If you plugged in a cable and the throughput over it is less than expected, check the devices link light; if it is off or is turning on and off intermittently, you may have a physical problem with the cable, such as a damaged cable or connectors. If this is the case, you should replace it and test the connection again.
If you have intermittent connectivity, where it seems to work fine but the signal gets lost from time to time, confirm that the NIC or switch link lights associated with that link are turning on and off repetitively. If that is the case, you might have signal degradation due to a very long cable that spans across two buildings or across two distant rooms. This might also happen if the cable is damaged, so you should consider replacing it.
To summarize, a common solution to all the problems above is to replace the cable suspected of being damaged. This is very easy to do and might help to fix the issue immediately without investing a lot of time and resources in the troubleshooting process.
Note: Sometimes even brand new cables can come with a defect, so do not assume that a new cable should function as expected 100% of the time. |
Troubleshooting Port Configuration
Each networking device can be configured in different ways. Most types of misconfigurations generate problems within the network, including:
- Poor throughput
- Lack of connectivity
A device can be connected to the network, have a signal, and also be able to communicate to the Internet and to other devices but the performance might be low, in a consistent and easily reproducible way. This can manifest during normal operations, including file transfers or other types of communications with the rest of the network.
When experiencing major configuration issues, the issue might manifest as a complete lack of connectivity, including no link lights on the specific device ports. Sometimes the link lights are on but you still lack any kind of connectivity. This shows that signals are passing through the cable, which indicates that you don’t have a cabling issue but, rather, a port configuration issue on one port or the other. This problem requires an investigation of the device configuration.

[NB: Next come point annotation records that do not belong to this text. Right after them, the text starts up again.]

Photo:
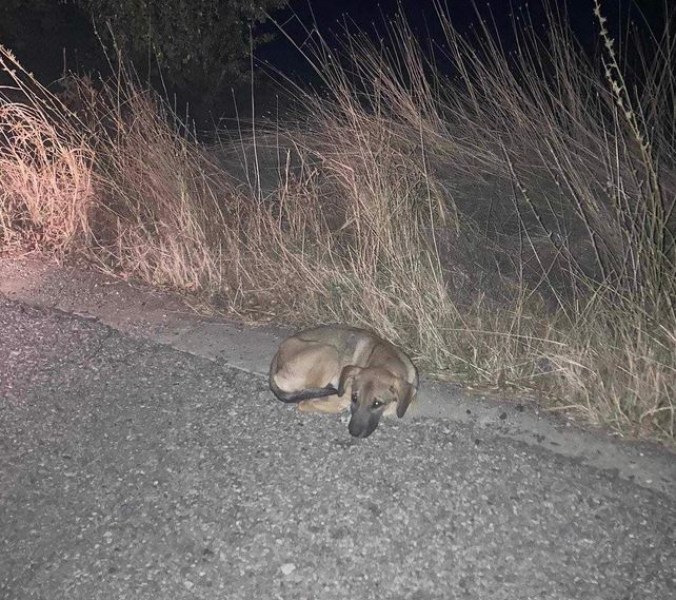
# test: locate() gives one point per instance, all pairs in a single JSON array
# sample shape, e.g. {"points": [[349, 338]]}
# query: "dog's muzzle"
{"points": [[363, 422]]}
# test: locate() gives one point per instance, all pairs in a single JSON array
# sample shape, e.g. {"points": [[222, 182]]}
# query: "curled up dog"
{"points": [[333, 367]]}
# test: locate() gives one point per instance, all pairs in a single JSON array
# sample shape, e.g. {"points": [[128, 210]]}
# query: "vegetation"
{"points": [[513, 225]]}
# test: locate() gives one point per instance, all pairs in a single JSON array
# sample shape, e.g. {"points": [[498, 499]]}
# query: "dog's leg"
{"points": [[331, 404]]}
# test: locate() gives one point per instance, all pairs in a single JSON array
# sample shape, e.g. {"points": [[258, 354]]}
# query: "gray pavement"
{"points": [[129, 469]]}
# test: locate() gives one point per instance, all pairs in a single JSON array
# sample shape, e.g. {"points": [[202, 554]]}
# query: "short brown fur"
{"points": [[332, 367]]}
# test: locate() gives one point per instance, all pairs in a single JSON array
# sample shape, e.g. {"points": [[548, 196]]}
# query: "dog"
{"points": [[330, 367]]}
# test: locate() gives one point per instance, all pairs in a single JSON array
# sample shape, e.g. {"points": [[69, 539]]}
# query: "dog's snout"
{"points": [[363, 423]]}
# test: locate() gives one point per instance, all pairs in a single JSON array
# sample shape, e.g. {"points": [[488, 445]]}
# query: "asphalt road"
{"points": [[129, 470]]}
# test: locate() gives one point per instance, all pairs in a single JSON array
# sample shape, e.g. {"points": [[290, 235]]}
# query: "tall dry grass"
{"points": [[512, 225]]}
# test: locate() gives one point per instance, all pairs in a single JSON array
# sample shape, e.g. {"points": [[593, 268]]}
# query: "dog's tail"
{"points": [[297, 396]]}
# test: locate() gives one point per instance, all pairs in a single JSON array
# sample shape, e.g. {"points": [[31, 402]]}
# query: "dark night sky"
{"points": [[368, 15]]}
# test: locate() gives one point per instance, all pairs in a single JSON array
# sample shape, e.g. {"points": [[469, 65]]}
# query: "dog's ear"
{"points": [[347, 373], [406, 393]]}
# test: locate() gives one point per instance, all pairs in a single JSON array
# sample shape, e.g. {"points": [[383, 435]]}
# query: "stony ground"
{"points": [[132, 471]]}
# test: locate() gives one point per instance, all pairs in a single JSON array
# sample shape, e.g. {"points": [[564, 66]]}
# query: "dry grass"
{"points": [[512, 226]]}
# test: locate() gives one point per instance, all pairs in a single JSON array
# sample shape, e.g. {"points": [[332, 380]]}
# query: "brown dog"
{"points": [[316, 368]]}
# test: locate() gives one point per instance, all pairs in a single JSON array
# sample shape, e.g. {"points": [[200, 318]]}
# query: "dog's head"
{"points": [[373, 390]]}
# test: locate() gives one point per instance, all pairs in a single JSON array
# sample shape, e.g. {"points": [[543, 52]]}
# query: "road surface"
{"points": [[130, 470]]}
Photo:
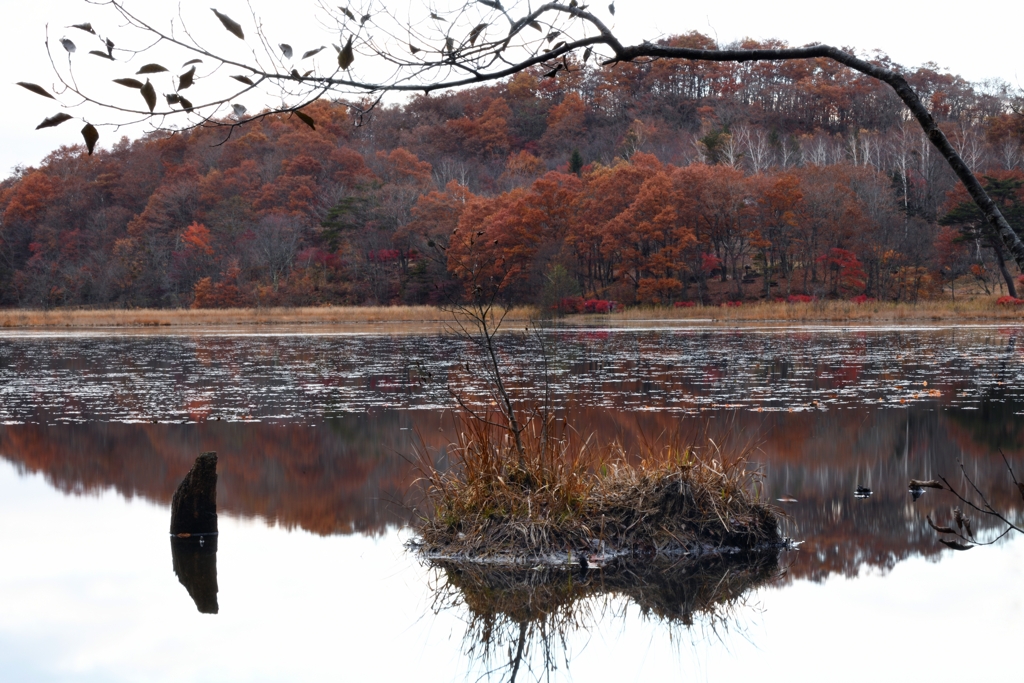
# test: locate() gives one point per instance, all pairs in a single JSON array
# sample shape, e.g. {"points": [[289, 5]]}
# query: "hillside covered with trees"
{"points": [[660, 182]]}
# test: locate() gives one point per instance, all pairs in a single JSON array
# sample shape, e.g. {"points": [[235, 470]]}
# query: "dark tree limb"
{"points": [[463, 46]]}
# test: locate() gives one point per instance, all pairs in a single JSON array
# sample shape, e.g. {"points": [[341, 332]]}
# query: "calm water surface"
{"points": [[315, 491]]}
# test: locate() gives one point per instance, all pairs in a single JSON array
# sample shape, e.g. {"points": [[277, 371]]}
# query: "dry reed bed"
{"points": [[567, 501], [436, 317], [156, 317], [829, 311]]}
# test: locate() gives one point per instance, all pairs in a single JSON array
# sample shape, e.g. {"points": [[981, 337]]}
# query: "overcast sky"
{"points": [[956, 36]]}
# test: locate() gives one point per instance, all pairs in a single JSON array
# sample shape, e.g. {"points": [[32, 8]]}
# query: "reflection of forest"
{"points": [[354, 473]]}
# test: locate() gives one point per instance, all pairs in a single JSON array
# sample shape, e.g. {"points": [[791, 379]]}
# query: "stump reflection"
{"points": [[195, 562]]}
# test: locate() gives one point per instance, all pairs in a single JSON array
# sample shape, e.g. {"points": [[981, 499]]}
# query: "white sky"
{"points": [[977, 45]]}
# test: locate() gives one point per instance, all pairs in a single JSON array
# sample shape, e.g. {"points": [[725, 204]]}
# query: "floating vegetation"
{"points": [[563, 500]]}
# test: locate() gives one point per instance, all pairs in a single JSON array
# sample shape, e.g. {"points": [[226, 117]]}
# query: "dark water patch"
{"points": [[314, 378]]}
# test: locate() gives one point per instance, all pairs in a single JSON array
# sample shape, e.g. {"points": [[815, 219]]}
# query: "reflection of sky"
{"points": [[87, 594]]}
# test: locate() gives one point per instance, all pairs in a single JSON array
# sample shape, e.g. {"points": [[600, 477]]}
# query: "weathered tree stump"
{"points": [[195, 563], [194, 508]]}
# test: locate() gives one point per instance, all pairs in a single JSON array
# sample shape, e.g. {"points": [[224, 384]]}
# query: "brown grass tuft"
{"points": [[980, 308], [569, 499]]}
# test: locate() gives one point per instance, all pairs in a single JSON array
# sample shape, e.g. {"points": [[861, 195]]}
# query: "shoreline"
{"points": [[419, 318]]}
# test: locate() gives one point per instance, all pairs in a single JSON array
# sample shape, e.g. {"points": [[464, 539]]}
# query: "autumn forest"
{"points": [[667, 182]]}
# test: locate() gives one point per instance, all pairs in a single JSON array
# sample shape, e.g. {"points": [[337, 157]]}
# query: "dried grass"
{"points": [[826, 310], [431, 316], [569, 500]]}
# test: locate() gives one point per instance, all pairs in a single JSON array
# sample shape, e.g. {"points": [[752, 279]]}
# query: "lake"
{"points": [[315, 431]]}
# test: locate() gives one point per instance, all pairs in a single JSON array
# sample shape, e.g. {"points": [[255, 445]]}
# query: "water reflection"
{"points": [[520, 620], [352, 474], [311, 378], [195, 562]]}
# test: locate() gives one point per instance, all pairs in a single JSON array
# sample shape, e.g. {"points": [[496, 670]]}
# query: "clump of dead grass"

There are a number of different settings to consider when configuring a port, such as:
- Speed
- Duplex
- Encapsulation/VLAN
Most of these parameters have to be synchronized on both sides of the link, either by manually configuring them or by enabling port auto-configuration. If detected, this method will send negotiation packets on the link to each device to detect the capabilities on the other end device and commonly agree on the best possible parameters supported by both devices to ensure an optimal transmission. The problem is that sometimes auto-configuration does not select the best parameters, so you should verify this and manually configure the ports according to each specific case.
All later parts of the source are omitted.